Pour Djouley, c’est finalement le tennis de table qui prend le relais de son avenir scolaire. Sa première expérience internationale à Saint-Domingue lors d’une compétition Holding lui permet de montrer son talent, et c’est en 2017 qu’il obtient la qualification pour représenter Haïti aux Jeux de la Francophonie en Côte d’Ivoire. “Ce qui allait donner un éclat à ma carrière, c’est que j’étais qualifié en 2017 au jeu de Francophonie à Abidjan en Afrique. Après cette qualification, j’ai eu des offres qui n’ont jamais abouti à leur fin compte tenu du pays dans lequel on vit”, se souvient-il.

Djouley exprime également une grande reconnaissance envers Sisley Joseph, qui a joué un rôle clé dans son parcours. “Ma génération est la première dans l’histoire du Tennis de Table à être qualifiée aux Jeux de Centre-Américains. Une dimension qui n’aurait été atteinte sans lui, et ses collègues Donika Saint-Fleur, Olivier Guerrier, et Rafaël Montero”, précise-t-il.

En plus de ses réalisations en tant que joueur, Djouley a suivi une formation avancée et est devenu coach professionnel. “Je suis coach international, j’ai été diplômé par l’ITTF-Para Table Tennis lors d’une formation. Je peux dire que je suis l’un des meilleurs coachs en Haïti. Je veux aider les jeunes de mon pays, leur transmettre ce que j’ai appris. Je sais qu’ils ne peuvent pas vraiment pratiquer le sport vu la conjoncture du pays, mais je reste confiant que le pays trouvera sa stabilité un jour”, affirme-t-il.

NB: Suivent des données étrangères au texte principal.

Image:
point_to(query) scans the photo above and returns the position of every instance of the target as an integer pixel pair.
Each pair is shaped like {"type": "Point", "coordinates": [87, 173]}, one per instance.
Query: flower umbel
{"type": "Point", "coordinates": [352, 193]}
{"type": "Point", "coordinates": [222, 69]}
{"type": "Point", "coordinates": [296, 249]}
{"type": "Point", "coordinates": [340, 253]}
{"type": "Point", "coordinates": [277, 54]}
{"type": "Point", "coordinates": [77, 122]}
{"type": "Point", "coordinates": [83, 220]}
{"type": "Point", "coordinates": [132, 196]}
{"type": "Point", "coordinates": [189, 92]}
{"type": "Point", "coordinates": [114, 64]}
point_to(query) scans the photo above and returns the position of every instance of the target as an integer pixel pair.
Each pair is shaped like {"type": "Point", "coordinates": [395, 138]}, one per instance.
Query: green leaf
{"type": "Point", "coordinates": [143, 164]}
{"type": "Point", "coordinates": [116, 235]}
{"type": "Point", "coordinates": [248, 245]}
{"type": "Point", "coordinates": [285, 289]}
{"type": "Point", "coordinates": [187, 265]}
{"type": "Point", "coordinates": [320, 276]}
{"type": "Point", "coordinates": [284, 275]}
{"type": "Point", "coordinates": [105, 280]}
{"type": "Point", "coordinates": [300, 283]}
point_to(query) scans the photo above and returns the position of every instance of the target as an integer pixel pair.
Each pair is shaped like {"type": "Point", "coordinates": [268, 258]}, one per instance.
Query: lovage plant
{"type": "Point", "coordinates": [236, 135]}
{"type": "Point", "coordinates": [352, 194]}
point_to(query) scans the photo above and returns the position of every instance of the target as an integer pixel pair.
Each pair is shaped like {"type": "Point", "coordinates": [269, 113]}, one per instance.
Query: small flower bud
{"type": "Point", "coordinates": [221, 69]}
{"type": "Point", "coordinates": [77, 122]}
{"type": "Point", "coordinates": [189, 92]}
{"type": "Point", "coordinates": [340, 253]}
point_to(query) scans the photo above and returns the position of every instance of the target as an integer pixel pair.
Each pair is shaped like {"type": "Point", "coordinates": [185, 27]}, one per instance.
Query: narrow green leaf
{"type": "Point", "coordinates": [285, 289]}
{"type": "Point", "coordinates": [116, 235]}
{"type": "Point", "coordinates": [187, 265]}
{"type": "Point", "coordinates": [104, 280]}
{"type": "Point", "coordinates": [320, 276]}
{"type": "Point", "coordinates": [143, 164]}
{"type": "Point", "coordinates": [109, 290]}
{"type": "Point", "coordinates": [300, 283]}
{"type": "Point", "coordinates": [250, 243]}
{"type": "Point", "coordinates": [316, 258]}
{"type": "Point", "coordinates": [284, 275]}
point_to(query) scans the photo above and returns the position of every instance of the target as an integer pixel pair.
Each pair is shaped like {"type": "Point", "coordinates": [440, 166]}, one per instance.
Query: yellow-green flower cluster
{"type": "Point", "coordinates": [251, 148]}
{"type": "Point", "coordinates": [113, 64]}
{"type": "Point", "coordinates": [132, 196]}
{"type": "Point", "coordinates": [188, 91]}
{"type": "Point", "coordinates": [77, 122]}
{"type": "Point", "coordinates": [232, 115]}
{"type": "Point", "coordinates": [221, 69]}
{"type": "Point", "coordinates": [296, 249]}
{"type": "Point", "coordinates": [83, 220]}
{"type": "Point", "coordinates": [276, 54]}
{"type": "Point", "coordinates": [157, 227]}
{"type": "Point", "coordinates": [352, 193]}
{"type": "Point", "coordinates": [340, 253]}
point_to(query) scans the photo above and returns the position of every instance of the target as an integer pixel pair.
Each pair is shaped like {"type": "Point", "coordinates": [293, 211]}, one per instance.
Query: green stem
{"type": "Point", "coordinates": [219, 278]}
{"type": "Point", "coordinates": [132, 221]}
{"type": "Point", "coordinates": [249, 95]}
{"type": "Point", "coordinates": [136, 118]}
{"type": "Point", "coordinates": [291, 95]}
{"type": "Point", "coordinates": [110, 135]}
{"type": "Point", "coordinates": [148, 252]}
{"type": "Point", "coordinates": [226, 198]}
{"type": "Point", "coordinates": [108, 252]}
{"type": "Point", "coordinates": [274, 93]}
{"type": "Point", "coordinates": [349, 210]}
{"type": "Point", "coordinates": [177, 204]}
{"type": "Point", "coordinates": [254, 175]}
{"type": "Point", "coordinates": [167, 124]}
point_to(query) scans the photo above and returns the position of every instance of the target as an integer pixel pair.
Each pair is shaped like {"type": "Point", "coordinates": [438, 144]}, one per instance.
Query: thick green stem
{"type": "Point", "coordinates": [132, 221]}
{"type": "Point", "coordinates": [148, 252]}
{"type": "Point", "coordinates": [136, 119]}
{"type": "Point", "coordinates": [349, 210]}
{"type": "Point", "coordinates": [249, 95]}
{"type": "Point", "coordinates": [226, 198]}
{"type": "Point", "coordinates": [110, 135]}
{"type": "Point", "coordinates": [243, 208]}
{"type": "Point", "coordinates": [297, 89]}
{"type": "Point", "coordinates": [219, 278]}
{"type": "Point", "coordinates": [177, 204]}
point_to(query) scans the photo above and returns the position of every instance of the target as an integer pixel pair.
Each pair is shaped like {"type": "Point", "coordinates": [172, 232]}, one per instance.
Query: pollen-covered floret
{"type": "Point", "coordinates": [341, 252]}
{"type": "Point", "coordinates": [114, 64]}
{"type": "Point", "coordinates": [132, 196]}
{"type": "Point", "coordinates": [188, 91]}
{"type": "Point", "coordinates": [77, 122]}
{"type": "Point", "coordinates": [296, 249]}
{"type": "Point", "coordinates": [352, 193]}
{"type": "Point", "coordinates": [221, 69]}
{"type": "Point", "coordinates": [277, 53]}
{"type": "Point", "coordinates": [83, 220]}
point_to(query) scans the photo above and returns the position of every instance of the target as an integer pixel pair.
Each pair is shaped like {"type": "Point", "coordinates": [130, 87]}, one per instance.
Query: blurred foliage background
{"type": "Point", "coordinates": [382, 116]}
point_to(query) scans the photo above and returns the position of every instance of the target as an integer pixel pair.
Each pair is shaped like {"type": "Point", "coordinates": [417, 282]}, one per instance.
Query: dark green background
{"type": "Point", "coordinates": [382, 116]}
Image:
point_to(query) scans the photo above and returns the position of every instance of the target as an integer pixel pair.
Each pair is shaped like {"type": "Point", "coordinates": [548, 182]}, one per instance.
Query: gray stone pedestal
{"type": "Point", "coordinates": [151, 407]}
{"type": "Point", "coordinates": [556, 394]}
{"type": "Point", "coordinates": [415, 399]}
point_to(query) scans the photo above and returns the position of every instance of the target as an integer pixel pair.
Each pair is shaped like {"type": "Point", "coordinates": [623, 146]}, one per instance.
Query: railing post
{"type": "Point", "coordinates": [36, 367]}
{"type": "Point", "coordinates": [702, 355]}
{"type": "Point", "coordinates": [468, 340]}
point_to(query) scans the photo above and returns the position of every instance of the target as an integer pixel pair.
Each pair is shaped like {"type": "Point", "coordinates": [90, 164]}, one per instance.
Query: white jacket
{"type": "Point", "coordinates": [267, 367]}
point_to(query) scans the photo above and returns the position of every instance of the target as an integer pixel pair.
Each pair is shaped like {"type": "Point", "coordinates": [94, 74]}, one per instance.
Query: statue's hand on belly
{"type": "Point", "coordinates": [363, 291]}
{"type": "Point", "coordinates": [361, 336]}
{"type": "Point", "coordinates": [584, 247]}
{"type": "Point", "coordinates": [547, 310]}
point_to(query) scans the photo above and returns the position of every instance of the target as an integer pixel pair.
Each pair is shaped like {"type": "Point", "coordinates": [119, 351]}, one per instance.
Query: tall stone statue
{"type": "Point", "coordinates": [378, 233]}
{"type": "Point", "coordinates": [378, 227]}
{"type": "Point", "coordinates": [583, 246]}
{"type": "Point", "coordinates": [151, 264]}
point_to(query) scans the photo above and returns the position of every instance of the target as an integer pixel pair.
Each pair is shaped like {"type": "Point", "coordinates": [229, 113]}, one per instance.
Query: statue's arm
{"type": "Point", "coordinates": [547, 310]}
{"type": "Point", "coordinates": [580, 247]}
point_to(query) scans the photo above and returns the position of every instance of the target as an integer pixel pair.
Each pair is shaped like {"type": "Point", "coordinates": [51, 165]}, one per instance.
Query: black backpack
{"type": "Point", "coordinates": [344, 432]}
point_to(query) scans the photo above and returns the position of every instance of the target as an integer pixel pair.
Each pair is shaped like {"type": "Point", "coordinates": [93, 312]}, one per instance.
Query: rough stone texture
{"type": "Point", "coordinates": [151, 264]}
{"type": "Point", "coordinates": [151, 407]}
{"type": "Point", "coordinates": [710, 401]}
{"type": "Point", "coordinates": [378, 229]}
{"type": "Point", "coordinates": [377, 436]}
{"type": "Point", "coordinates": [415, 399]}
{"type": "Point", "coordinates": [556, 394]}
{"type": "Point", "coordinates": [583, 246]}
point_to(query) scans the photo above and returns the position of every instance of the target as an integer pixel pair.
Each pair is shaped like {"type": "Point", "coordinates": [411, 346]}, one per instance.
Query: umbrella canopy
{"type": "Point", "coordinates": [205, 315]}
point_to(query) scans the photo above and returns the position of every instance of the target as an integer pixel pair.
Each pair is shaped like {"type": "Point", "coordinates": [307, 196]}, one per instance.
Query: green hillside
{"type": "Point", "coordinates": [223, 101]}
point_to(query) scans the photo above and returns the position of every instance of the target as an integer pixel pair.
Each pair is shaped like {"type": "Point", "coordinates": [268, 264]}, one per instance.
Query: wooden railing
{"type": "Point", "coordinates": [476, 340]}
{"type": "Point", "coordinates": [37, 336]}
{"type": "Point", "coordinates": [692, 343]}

Il ajoute également que “Le Ping-pong est aussi un sport. Souvent, on considère le football comme le numéro 1 des sports, cependant il faudrait qu’il y ait un challenge sinon il ne pourrait y avoir de performance. On doit développer le sport dans le pays. Le ministère du sport doit aussi mettre son grain de sel dans le domaine pour que cela puisse être possible.” Et d’ajouter : “Ma carrière est sensée s’arrêter là, mais avant tout, mon équipe et moi voulons qu’en 2026, Haïti soit qualifiée aux Jeux Centraux-Américains, c’est ça notre rêve.”

Djouley Paul est aujourd’hui l’une des figures emblématiques du tennis de table en Haïti. Ses performances à Saint-Domingue, Cuba, en Guyane Anglaise, et dernièrement à Salvador en 2023, témoignent de son talent. Sa dernière prestation a eu lieu en Haïti lors de la 11e édition du tournoi Haïti Open, qui s’est déroulé à l’Hôtel Royal Oasis les 1er et 2 novembre 2024, avec la participation de 48 athlètes, organisée par la Fédération Haïtienne de Tennis de Table.